Lately I’ve been the subject of what I call developer drift.

Developer Drift is the process by which an unchallenged developer slowly moves from one project to the next. The project may be in house or external or something completely fabricated by the developer’s mind, but it basically means a developer is less interested in the current project than the project over the horizon. It’s the “Grass is always greener” truism made concrete in software engineering.

For me, this has taken the form of the fact that our customer wants really boring user interfaces which I can crank out like they are nothing. Problem is, I almost never crank them out, because they are meaningless and I never feel challenged/creative by them. (For me challenged=creative.) So I take forever to implement them and tend to make a lot of excuses on why this is taking so long. I feel justified in why it takes so long in the fact that when I am challenged, I really do crank out the code at an extraordinary rate which borders on the obscene when compared to average developers. I’m very prolific when I want to be.

The same thing was true when I was back in college studying English Literature. I could crank out a paper that I found interesting in no time flat, but assign me something that was pedantic and I’d sooner rip my own teeth out with a spoon (“because it will hurt more”).

So the real question I’m trying to find an answer to is “How do you deal with developer drift?” How do you stop people from losing interest when they are bored because the project has become boring?
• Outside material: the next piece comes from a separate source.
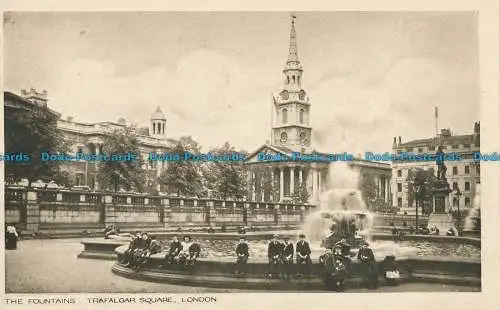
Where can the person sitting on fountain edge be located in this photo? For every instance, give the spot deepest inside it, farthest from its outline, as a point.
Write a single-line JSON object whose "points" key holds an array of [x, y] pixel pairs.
{"points": [[367, 259], [174, 251], [241, 256], [274, 253], [194, 251], [303, 253], [287, 257]]}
A project I used to work on is suffering from this very problem… they want to keep the team together, but the more boring stuff they do, the less likely they are to be able to keep the team together? Is there a way for this project to challenge it’s developers at the same time as doing boring things? Would contests or “feats of skill” help keep things from getting stale? Or should they just accept this as the life cycle of the developer, assume that people are going to drift away, and prepare for the next generation?

You tell me… how does your project deal with developer drift?